Vous avez sans doute entendu parler du mythe selon lequel « prendre le soleil permettrait de renforcer ses os ». Or, cette croyance largement répandue cache un paradoxe méconnu : une exposition solaire mal dosée peut, à l’inverse, fragiliser le squelette. Ceux qui s’exposent longuement sur la plage jusqu’à rougir comme des écrevisses risquent, sans le savoir, d’accélérer le développement d’une ostéoporose précoce.
Le soleil, un allié ambigu pour les os
1. L’effet délétère des UV en excès
Si les rayons ultraviolets B (UVB) sont indispensables à la synthèse cutanée de la vitamine D — essentielle à l’absorption intestinale du calcium — une surcharge chronique en UV active excessivement les ostéoclastes, les cellules responsables de la résorption osseuse. Lorsque leur activité dépasse le seuil physiologique, cela entraîne une perte osseuse accélérée, notamment au niveau du trabéculaire.
2. La déshydratation, un facteur métabolique sous-estimé
L’exposition prolongée aux fortes chaleurs favorise une déshydratation significative, perturbant l’équilibre électrolytique (notamment les concentrations sériques de calcium, phosphore et magnésium). Ces désordres altèrent la régulation hormonale du remodelage osseux, notamment via la parathormone et la calcitonine, et peuvent, à terme, contribuer à une diminution de la densité minérale osseuse.
3. Le dilemme des protections solaires
L’absence totale de protection expose à des lésions cutanées précoces et augmente le risque de carcinome basocellulaire ou de mélanome. À l’inverse, une application systématique et excessive de crèmes solaires à très haut indice (SPF 50+) bloque presque entièrement la synthèse de vitamine D dans l’épiderme. Trouver le juste équilibre — protection adaptée sans inhibition complète — reste un défi clinique courant.
Comment profiter du soleil sans nuire à ses os ?
1. Privilégier les créneaux horaires sécurisés
Les expositions matinales (avant 10 h) et vespérales (après 16 h) offrent un rapport bénéfice/risque optimal : l’intensité des UVB est suffisante pour déclencher la production de cholécalciférol (vitamine D₃), tout en limitant l’impact des UVA pro-oxydants et des UVB génotoxiques.
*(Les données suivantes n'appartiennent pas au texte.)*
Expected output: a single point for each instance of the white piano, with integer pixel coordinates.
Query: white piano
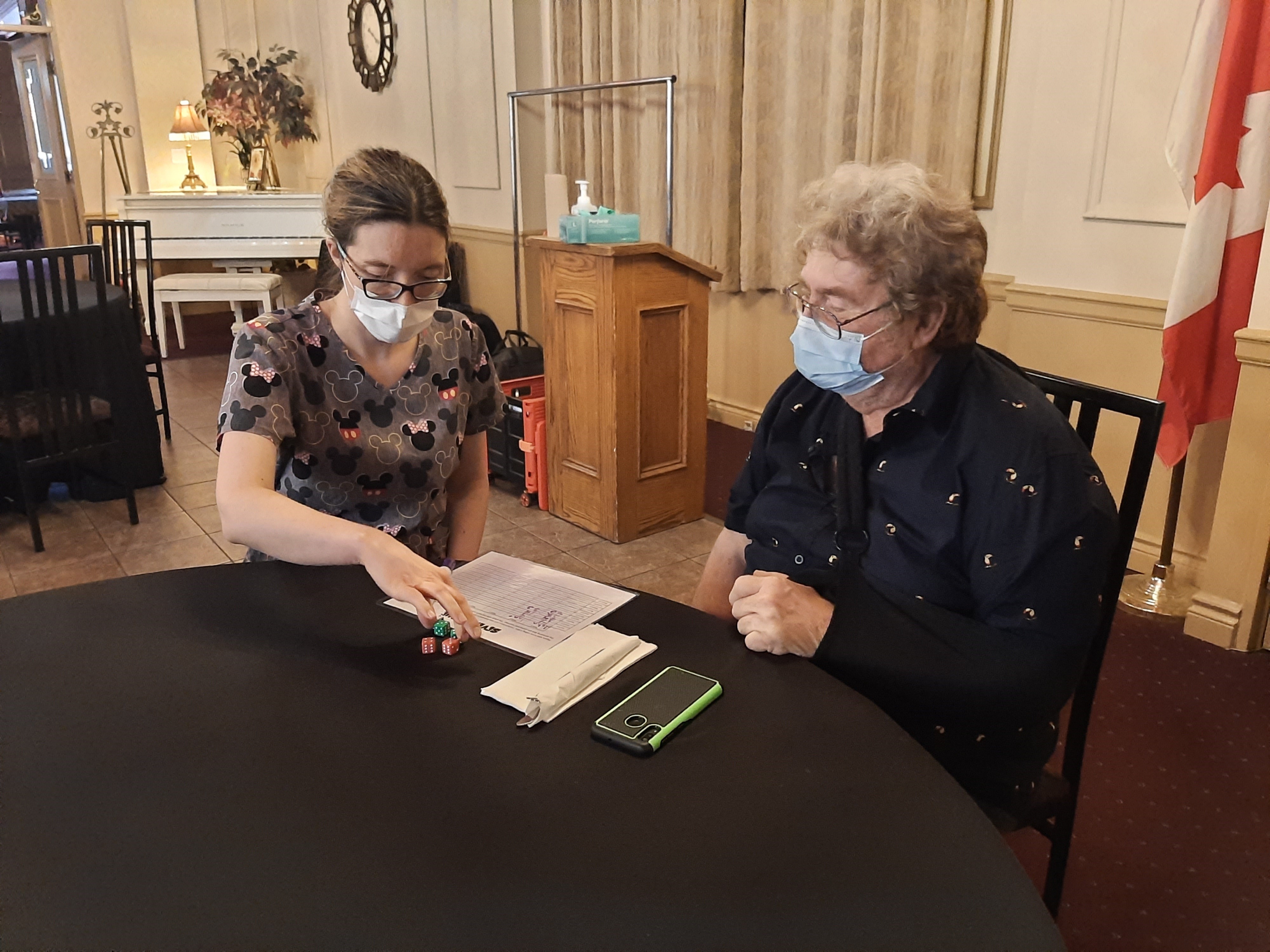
(229, 224)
2. Se méfier de la sensation thermique
La douceur printanière est trompeuse : l’intensité des UV peut y atteindre des niveaux comparables, voire supérieurs, à ceux de l’été, notamment en haute altitude ou en milieu réfléchissant (neige, eau). Une protection solaire adaptée (chapeau, lunettes, crème SPF 30 minimum) reste indispensable, même en l’absence de chaleur ressentie.
3. Adopter une stratégie fractionnée
Des études cliniques montrent que quatre expositions hebdomadaires de 20 minutes chacune sont plus efficaces — et moins risquées — qu’une seule séance de deux heures. Cette approche respecte la cinétique de synthèse et de transformation hépatique puis rénale de la vitamine D, tout en minimisant le stress oxydatif cutané.
Populations à vigilance accrue
1. Les adeptes du bronzage artificiel ou intensif
Une exposition répétée aux UV, qu’elle soit naturelle ou via des cabines, perturbe durablement le cycle de remodelage osseux. Des travaux publiés dans Osteoporosis International associent une pratique régulière du bronzage à une baisse significative de la T-score chez les femmes jeunes (<45 ans), indépendamment des autres facteurs de risque.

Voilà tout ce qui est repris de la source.